Implanting microchips into people’s brains is a staple of the sci-fi genre, usually to give some extraordinary cognitive ability, like learning how to fly a helicopter in the blink of an eye, or learning kung fu without having to spend years training. But the real versions of these chips, which are currently being worked on by British scientists, won’t do anything quite so fancy. Instead, they will allow paralyzed patients to do simple things we take for granted, like picking up a cup.

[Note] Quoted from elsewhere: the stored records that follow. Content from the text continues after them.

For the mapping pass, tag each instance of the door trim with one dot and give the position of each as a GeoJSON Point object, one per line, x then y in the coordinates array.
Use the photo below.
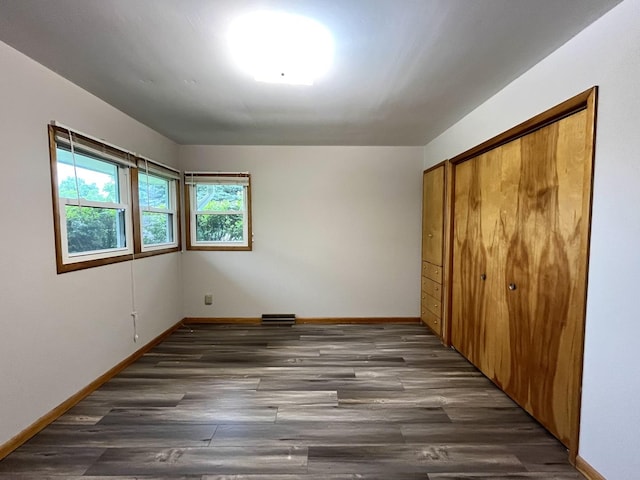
{"type": "Point", "coordinates": [586, 100]}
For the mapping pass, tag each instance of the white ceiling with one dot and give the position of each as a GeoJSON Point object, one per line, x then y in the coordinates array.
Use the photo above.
{"type": "Point", "coordinates": [404, 70]}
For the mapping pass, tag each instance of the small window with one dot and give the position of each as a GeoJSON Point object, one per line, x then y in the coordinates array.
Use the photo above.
{"type": "Point", "coordinates": [219, 211]}
{"type": "Point", "coordinates": [158, 214]}
{"type": "Point", "coordinates": [91, 202]}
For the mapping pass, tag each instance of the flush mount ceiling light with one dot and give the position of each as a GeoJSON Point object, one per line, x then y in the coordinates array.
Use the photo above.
{"type": "Point", "coordinates": [279, 47]}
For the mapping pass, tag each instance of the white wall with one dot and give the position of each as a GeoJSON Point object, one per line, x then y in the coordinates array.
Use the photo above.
{"type": "Point", "coordinates": [60, 332]}
{"type": "Point", "coordinates": [336, 229]}
{"type": "Point", "coordinates": [606, 54]}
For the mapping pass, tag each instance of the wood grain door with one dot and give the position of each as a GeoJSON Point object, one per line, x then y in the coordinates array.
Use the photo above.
{"type": "Point", "coordinates": [433, 215]}
{"type": "Point", "coordinates": [475, 272]}
{"type": "Point", "coordinates": [544, 258]}
{"type": "Point", "coordinates": [520, 245]}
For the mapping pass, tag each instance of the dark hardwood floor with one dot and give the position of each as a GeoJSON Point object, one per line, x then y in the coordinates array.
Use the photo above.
{"type": "Point", "coordinates": [316, 402]}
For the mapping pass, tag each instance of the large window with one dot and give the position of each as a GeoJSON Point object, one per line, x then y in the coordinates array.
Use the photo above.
{"type": "Point", "coordinates": [97, 189]}
{"type": "Point", "coordinates": [158, 207]}
{"type": "Point", "coordinates": [92, 202]}
{"type": "Point", "coordinates": [219, 208]}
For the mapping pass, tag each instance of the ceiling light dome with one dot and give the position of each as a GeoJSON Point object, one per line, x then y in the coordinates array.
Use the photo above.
{"type": "Point", "coordinates": [279, 47]}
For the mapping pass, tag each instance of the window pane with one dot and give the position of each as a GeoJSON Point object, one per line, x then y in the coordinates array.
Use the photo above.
{"type": "Point", "coordinates": [90, 229]}
{"type": "Point", "coordinates": [154, 191]}
{"type": "Point", "coordinates": [219, 198]}
{"type": "Point", "coordinates": [157, 228]}
{"type": "Point", "coordinates": [97, 179]}
{"type": "Point", "coordinates": [219, 228]}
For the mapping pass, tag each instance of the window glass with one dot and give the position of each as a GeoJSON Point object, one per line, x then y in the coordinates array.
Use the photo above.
{"type": "Point", "coordinates": [219, 228]}
{"type": "Point", "coordinates": [157, 228]}
{"type": "Point", "coordinates": [219, 198]}
{"type": "Point", "coordinates": [91, 229]}
{"type": "Point", "coordinates": [154, 191]}
{"type": "Point", "coordinates": [96, 179]}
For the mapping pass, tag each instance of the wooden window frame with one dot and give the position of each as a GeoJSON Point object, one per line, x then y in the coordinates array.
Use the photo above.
{"type": "Point", "coordinates": [139, 250]}
{"type": "Point", "coordinates": [188, 188]}
{"type": "Point", "coordinates": [134, 217]}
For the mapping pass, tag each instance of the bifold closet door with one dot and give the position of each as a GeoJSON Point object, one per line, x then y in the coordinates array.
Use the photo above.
{"type": "Point", "coordinates": [520, 236]}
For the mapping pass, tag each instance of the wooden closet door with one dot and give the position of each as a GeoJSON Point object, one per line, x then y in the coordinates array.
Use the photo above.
{"type": "Point", "coordinates": [433, 215]}
{"type": "Point", "coordinates": [474, 307]}
{"type": "Point", "coordinates": [545, 251]}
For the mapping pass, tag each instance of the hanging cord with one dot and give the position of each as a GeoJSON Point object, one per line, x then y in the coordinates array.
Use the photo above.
{"type": "Point", "coordinates": [134, 313]}
{"type": "Point", "coordinates": [146, 169]}
{"type": "Point", "coordinates": [75, 167]}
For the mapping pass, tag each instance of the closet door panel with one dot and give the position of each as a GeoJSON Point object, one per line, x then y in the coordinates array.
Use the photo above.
{"type": "Point", "coordinates": [477, 203]}
{"type": "Point", "coordinates": [543, 287]}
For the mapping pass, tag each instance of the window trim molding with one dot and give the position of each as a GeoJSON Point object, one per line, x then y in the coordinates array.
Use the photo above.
{"type": "Point", "coordinates": [61, 266]}
{"type": "Point", "coordinates": [128, 160]}
{"type": "Point", "coordinates": [187, 206]}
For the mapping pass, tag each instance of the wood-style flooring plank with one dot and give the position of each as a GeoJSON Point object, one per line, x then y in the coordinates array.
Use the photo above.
{"type": "Point", "coordinates": [314, 402]}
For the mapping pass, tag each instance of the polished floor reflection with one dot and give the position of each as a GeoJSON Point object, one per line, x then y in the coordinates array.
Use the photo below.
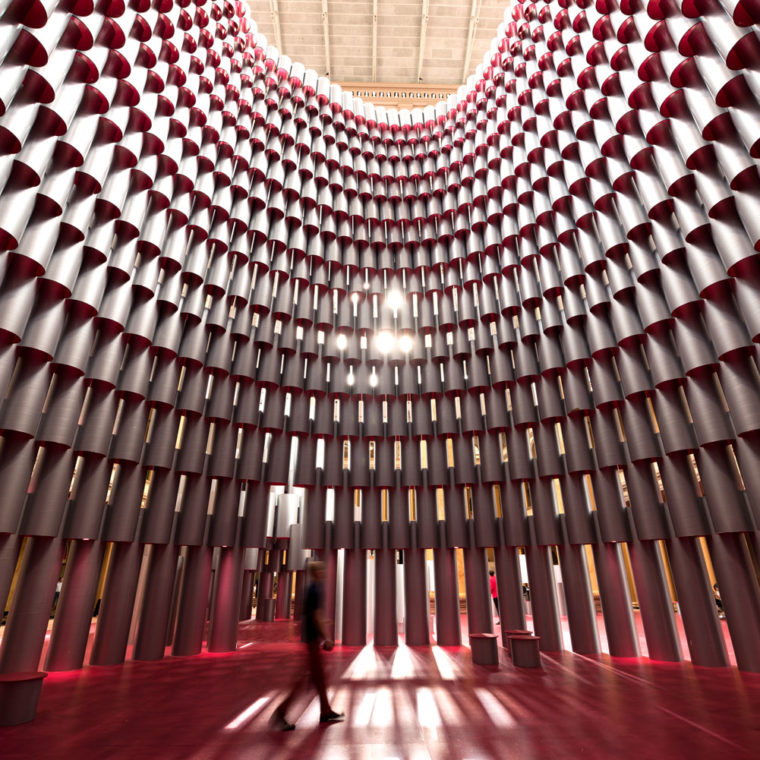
{"type": "Point", "coordinates": [400, 703]}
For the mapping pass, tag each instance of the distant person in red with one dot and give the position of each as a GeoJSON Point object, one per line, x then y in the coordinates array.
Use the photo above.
{"type": "Point", "coordinates": [494, 593]}
{"type": "Point", "coordinates": [314, 635]}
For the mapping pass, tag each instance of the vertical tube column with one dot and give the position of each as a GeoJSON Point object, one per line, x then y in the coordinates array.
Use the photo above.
{"type": "Point", "coordinates": [386, 627]}
{"type": "Point", "coordinates": [266, 583]}
{"type": "Point", "coordinates": [30, 610]}
{"type": "Point", "coordinates": [581, 616]}
{"type": "Point", "coordinates": [416, 604]}
{"type": "Point", "coordinates": [222, 635]}
{"type": "Point", "coordinates": [9, 548]}
{"type": "Point", "coordinates": [329, 556]}
{"type": "Point", "coordinates": [740, 594]}
{"type": "Point", "coordinates": [355, 595]}
{"type": "Point", "coordinates": [300, 584]}
{"type": "Point", "coordinates": [112, 632]}
{"type": "Point", "coordinates": [509, 586]}
{"type": "Point", "coordinates": [246, 596]}
{"type": "Point", "coordinates": [655, 602]}
{"type": "Point", "coordinates": [73, 616]}
{"type": "Point", "coordinates": [188, 639]}
{"type": "Point", "coordinates": [447, 623]}
{"type": "Point", "coordinates": [695, 598]}
{"type": "Point", "coordinates": [284, 593]}
{"type": "Point", "coordinates": [154, 616]}
{"type": "Point", "coordinates": [542, 597]}
{"type": "Point", "coordinates": [616, 600]}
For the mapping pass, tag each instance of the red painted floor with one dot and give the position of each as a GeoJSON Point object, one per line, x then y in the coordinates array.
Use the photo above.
{"type": "Point", "coordinates": [403, 703]}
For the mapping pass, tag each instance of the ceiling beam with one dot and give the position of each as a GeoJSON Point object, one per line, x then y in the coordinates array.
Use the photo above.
{"type": "Point", "coordinates": [423, 34]}
{"type": "Point", "coordinates": [474, 18]}
{"type": "Point", "coordinates": [274, 10]}
{"type": "Point", "coordinates": [326, 34]}
{"type": "Point", "coordinates": [374, 40]}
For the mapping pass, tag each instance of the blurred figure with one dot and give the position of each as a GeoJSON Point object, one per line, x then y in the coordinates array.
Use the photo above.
{"type": "Point", "coordinates": [315, 637]}
{"type": "Point", "coordinates": [494, 594]}
{"type": "Point", "coordinates": [718, 602]}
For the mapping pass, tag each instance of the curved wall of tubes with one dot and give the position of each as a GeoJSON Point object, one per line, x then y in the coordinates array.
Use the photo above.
{"type": "Point", "coordinates": [515, 330]}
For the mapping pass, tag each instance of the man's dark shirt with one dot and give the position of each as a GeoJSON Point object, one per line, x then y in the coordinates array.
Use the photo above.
{"type": "Point", "coordinates": [311, 605]}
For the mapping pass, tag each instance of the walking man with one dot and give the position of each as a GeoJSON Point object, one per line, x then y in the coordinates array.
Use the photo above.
{"type": "Point", "coordinates": [315, 637]}
{"type": "Point", "coordinates": [494, 594]}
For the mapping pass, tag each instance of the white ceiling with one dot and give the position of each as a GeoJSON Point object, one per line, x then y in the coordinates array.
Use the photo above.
{"type": "Point", "coordinates": [399, 28]}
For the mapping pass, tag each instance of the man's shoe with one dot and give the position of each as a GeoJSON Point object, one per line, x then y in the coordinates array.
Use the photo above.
{"type": "Point", "coordinates": [331, 717]}
{"type": "Point", "coordinates": [278, 723]}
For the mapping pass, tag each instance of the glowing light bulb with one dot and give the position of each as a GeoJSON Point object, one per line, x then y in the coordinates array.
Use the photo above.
{"type": "Point", "coordinates": [384, 341]}
{"type": "Point", "coordinates": [394, 299]}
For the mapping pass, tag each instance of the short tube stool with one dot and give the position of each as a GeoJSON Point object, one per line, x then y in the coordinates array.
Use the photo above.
{"type": "Point", "coordinates": [19, 694]}
{"type": "Point", "coordinates": [484, 648]}
{"type": "Point", "coordinates": [525, 652]}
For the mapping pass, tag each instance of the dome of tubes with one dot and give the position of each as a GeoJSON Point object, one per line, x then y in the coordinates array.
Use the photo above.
{"type": "Point", "coordinates": [524, 318]}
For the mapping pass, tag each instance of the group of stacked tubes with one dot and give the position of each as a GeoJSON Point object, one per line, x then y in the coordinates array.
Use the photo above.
{"type": "Point", "coordinates": [523, 321]}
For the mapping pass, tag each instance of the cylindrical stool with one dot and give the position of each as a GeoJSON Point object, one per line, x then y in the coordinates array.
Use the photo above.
{"type": "Point", "coordinates": [19, 694]}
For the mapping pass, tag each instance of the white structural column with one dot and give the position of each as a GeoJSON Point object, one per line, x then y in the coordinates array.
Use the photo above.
{"type": "Point", "coordinates": [274, 9]}
{"type": "Point", "coordinates": [374, 40]}
{"type": "Point", "coordinates": [474, 18]}
{"type": "Point", "coordinates": [423, 33]}
{"type": "Point", "coordinates": [326, 33]}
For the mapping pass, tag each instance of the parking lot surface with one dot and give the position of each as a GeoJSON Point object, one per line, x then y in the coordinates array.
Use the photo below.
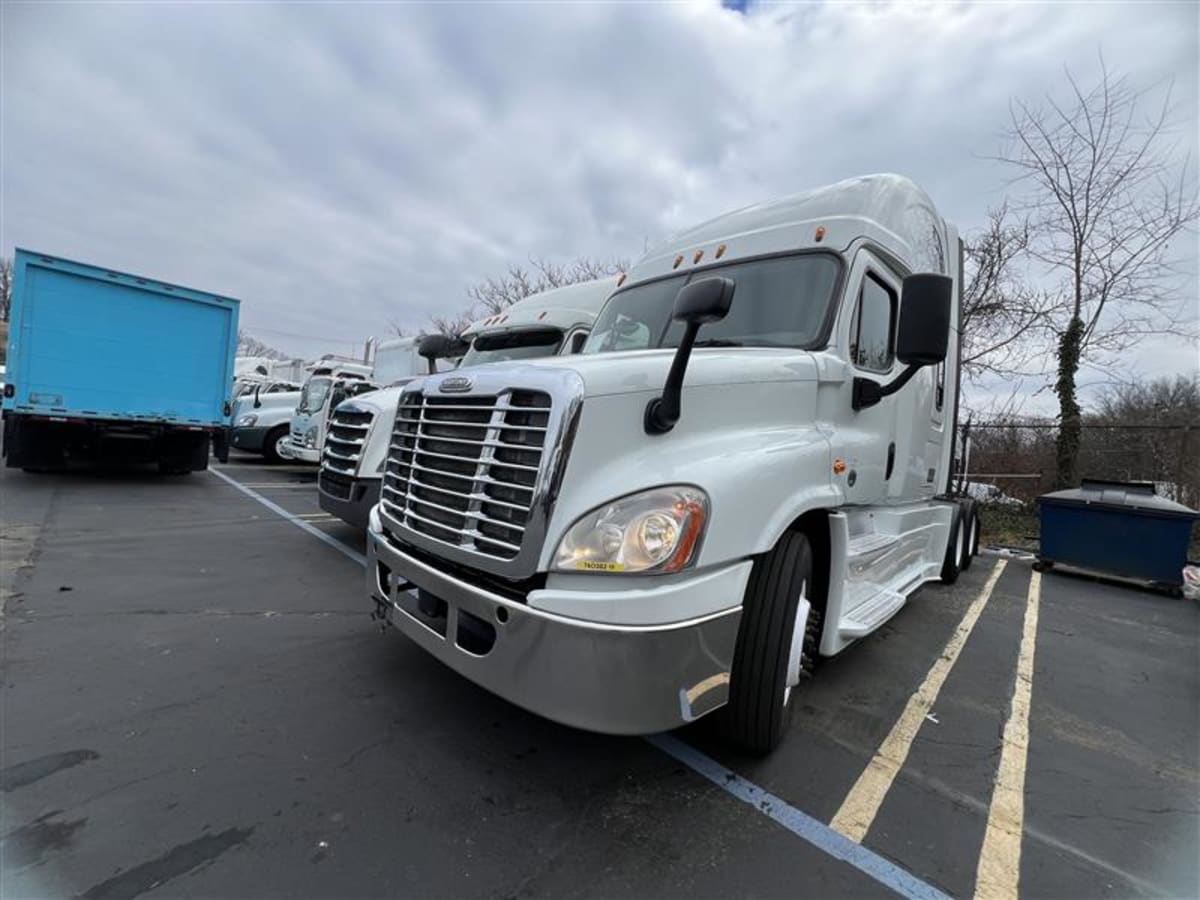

“The guy can see the object he wants to reach, the guy can have the intention to reach to the object, the brain can send a command to the arm – ‘reach for this cup of tea’ – but the signal gets broken at the level of the spinal cord,” said Professor Rodrigo Quian Quiroga of the University of Leicester. “If we can get the signals from these neurons and interpret them with what is called decoding algorithms, then we can move a robot device placed on the paralyzed arm.”

Quiroga hopes that the technology will be available within five years, but says that making the chips wireless is proving to be a big challenge. The chips will produce tens of thousands of data points and without a wire that much information is hard to send. “It’s a huge amount of data, so the bandwidth won’t be enough,” he said. ‘”We’re trying to do some basic processing on the chip to reduce the bandwidth. So instead of 30,000 data points per second, maybe we’ll be sending 100 data points per second, or 1,000.”